Ее уродство он уже не замечал. Это пустое. Он бог, пусть и изгнанный, но видит то, что другим недоступно, он видит истинную душу. Добрую, где-то по-детски наивную, но озорную, задорную, и в то же время, глубоко несчастную. Это он виноват, что ей так больно – только он. Какой же Богумир раньше был самовлюбленный болван, и как был прав дед, выгнав его из Прави. Мало! Надо было наказать жестче!!! Превратить в слизняка и дать растоптать городскому попрошайке. Что может быть унизительнее, чем смерть под ногой грязного нищего.
Скоро весна. Снег еще даже не начал таять, а ее приход уже чувствуется. Он витает радостью в воздухе, искрится, отражаясь от снежинок ожиданием скорого пробуждения. Дядька Ярило все дольше катается по небесам и светит все ярче. Как там интересно его дочка? Вспоминает ли Инглия дружка по глупым проказам. Как ее наказали за совместную шалость? Вряд ли она скучает, не умеет, слишком для этого любит себя. Они все там слишком любят себя.
Вот уже третий месяц живет он в этом доме. Третий месяц постигает науку кузнеца и воина. Кто бы мог раньше подумать, что ему будет это нравиться. На сколько, оказывается, может быть интересна жизнь обычного человека.

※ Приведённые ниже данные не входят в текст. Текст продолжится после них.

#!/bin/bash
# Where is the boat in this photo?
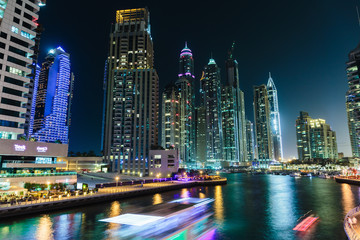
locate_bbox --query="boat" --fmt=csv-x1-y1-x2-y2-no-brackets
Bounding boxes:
99,198,216,240
290,172,301,177
293,211,319,232
319,173,331,179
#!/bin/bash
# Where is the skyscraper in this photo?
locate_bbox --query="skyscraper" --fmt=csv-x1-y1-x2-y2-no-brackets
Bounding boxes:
254,84,274,166
0,0,45,139
176,43,196,168
161,84,180,152
346,43,360,157
221,84,240,166
246,120,255,162
296,111,338,161
266,73,283,161
103,8,159,176
195,104,207,168
200,58,223,169
24,24,43,139
222,42,247,165
29,47,74,144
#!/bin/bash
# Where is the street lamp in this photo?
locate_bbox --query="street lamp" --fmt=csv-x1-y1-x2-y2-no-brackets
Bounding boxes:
115,177,119,187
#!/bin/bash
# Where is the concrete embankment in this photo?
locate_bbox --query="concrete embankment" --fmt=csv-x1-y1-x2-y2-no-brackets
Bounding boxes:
335,177,360,185
0,179,227,220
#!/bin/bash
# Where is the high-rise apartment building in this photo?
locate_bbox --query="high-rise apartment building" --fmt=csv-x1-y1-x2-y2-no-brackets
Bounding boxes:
296,111,338,160
200,58,223,169
175,43,196,168
246,120,255,162
161,84,180,152
0,0,45,139
254,84,274,166
222,42,247,165
29,47,74,144
103,8,159,176
346,41,360,157
266,73,283,161
195,104,206,168
221,85,240,166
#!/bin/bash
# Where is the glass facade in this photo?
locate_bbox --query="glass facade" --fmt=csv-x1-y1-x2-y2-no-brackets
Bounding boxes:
266,73,283,161
175,44,196,168
346,44,360,157
29,47,73,144
201,59,223,169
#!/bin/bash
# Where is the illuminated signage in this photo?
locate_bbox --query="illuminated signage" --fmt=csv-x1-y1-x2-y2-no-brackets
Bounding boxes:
36,147,47,152
14,144,26,152
35,157,53,164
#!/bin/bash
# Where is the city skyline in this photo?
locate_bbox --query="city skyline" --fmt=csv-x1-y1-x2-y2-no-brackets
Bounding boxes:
35,2,360,159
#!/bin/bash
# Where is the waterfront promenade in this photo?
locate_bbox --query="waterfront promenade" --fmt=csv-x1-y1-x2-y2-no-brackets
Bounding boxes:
0,179,227,219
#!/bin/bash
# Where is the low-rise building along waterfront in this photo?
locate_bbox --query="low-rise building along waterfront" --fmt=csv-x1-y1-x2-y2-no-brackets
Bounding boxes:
0,139,77,187
149,149,179,178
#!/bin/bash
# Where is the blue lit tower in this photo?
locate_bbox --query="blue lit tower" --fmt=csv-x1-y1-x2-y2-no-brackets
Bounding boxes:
266,73,283,161
175,43,196,168
29,47,74,144
0,0,46,140
200,58,223,169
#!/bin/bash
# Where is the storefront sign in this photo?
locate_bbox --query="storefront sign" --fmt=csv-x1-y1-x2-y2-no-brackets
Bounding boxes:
14,144,26,152
36,147,47,152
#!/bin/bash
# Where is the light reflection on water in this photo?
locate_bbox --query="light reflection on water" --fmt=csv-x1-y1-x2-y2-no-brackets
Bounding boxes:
341,184,360,214
214,185,224,221
267,176,296,239
153,193,163,205
0,174,360,240
36,215,54,240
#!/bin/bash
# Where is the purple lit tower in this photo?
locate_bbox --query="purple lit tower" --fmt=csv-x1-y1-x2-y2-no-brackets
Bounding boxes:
175,43,196,168
29,47,74,144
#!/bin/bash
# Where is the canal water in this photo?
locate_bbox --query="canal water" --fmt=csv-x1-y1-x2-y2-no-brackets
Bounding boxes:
0,174,360,240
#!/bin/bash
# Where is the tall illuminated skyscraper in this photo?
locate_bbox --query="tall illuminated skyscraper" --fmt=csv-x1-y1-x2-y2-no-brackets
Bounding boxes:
222,42,247,165
195,106,206,168
0,0,45,139
175,43,196,168
161,84,180,149
254,84,274,167
266,73,283,161
346,41,360,157
200,58,223,169
246,120,256,162
103,8,159,176
29,47,74,144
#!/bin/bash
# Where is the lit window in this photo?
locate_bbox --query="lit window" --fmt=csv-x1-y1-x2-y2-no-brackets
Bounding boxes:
11,26,19,33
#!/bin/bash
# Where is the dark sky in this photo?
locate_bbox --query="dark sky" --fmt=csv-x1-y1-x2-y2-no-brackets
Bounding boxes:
39,0,360,158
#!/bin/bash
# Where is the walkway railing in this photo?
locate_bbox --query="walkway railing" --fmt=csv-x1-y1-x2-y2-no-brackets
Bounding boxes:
344,206,360,240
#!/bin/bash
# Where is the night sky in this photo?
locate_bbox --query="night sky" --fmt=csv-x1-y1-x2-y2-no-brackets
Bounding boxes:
39,0,360,158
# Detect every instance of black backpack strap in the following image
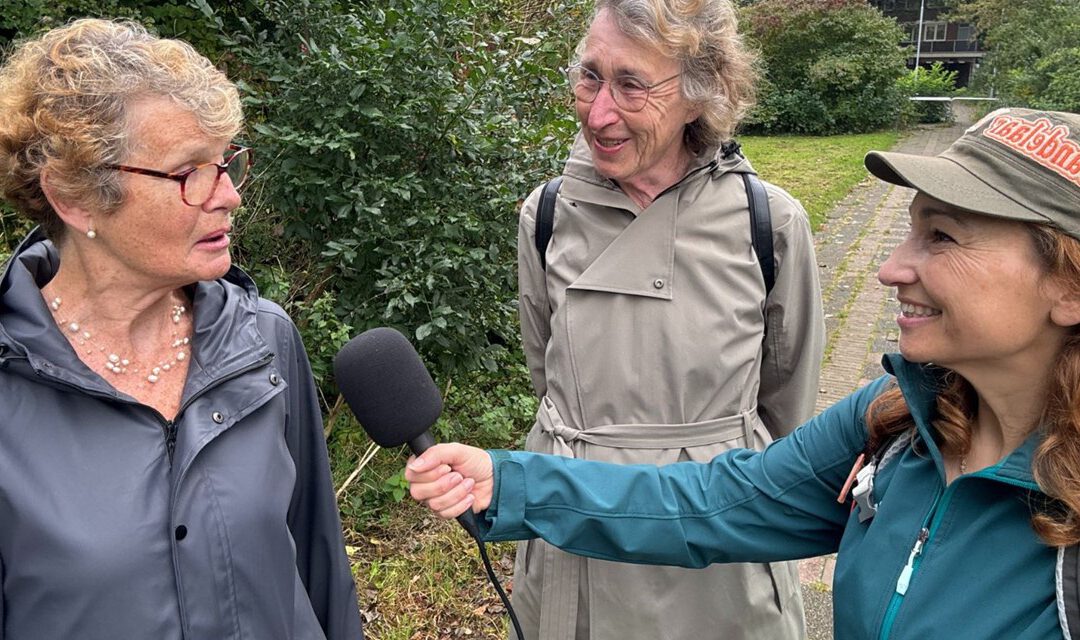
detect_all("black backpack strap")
[535,176,563,271]
[742,174,777,296]
[1055,544,1080,640]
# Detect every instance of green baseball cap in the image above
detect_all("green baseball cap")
[864,109,1080,239]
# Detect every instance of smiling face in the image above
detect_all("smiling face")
[576,10,698,190]
[878,193,1065,379]
[93,97,240,286]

За это время Богумир стал другим. Стыдно вспоминать первые дни. Сколько глупостей наделал, подчас не справляясь со своим гонором и забывая, что уже не бог.

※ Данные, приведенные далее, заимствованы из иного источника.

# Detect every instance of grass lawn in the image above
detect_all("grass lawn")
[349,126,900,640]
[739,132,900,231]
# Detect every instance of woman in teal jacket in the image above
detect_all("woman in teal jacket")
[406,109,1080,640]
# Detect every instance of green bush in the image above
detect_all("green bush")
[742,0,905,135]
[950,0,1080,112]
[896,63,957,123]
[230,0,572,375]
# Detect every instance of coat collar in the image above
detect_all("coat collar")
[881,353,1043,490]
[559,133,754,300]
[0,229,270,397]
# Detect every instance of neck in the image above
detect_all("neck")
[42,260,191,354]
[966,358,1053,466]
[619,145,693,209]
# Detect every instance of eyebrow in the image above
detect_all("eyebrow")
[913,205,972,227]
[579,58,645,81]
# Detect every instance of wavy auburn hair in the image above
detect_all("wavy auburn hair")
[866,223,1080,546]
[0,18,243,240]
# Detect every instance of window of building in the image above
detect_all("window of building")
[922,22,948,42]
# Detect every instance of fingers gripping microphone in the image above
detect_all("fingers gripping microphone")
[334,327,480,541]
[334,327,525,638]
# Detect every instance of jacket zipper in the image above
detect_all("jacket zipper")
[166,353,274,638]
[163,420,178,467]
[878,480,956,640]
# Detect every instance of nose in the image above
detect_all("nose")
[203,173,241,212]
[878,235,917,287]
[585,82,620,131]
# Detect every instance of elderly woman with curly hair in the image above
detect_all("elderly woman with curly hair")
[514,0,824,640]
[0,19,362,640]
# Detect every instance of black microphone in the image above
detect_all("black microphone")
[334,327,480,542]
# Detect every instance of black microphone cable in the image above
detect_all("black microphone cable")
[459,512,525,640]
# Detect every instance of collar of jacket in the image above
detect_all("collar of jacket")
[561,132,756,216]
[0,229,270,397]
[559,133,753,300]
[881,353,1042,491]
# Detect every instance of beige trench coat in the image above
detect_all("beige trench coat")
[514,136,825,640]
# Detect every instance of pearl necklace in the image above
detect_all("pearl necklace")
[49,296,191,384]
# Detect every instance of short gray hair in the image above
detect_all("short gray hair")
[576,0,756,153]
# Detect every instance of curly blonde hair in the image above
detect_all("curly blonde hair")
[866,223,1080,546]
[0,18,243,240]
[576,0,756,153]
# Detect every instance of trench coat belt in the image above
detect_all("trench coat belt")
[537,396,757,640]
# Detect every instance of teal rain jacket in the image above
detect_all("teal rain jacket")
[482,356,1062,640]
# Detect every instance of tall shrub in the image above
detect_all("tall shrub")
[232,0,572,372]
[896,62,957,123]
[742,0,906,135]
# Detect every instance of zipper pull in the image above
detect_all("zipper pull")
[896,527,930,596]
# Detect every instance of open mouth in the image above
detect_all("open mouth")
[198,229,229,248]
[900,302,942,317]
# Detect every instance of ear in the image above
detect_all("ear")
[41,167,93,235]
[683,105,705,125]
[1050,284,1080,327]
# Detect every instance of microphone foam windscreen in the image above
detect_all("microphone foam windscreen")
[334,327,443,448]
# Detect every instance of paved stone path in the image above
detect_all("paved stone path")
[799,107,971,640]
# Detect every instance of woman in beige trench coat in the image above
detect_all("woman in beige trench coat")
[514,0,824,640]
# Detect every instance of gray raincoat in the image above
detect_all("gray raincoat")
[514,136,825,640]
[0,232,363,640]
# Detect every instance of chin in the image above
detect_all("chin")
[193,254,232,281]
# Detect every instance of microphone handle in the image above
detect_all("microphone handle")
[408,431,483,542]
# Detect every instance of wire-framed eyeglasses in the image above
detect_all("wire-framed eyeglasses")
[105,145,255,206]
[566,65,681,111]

Он сидел рядом со Славуней и вспоминал, как поучал его поначалу Перв основам правил и порядков новой жизни, ее традициям. Как первый раз изгнанный бог подрался по-настоящему, и как ему потом было стыдно... Но в то же время, если бы не получил тогда урок, кулаком по морде, то и не обратился бы к кузнецу с просьбой: «Научить постоять за себя»:
«На второй день жизни в этом мире, он пошел вместе со Славой на реку, натаскать воды в дом и баню. Девушка затеяла стирку, и он решил помочь. Перв недовольно скривился, услышав его предложение, но потом махнул рукой и отпустил. Недовольство кузнеца было в том, что таскать воду в дом, считалось делом не мужским, и, хотя и не возбранялось, но и не приветствовалось.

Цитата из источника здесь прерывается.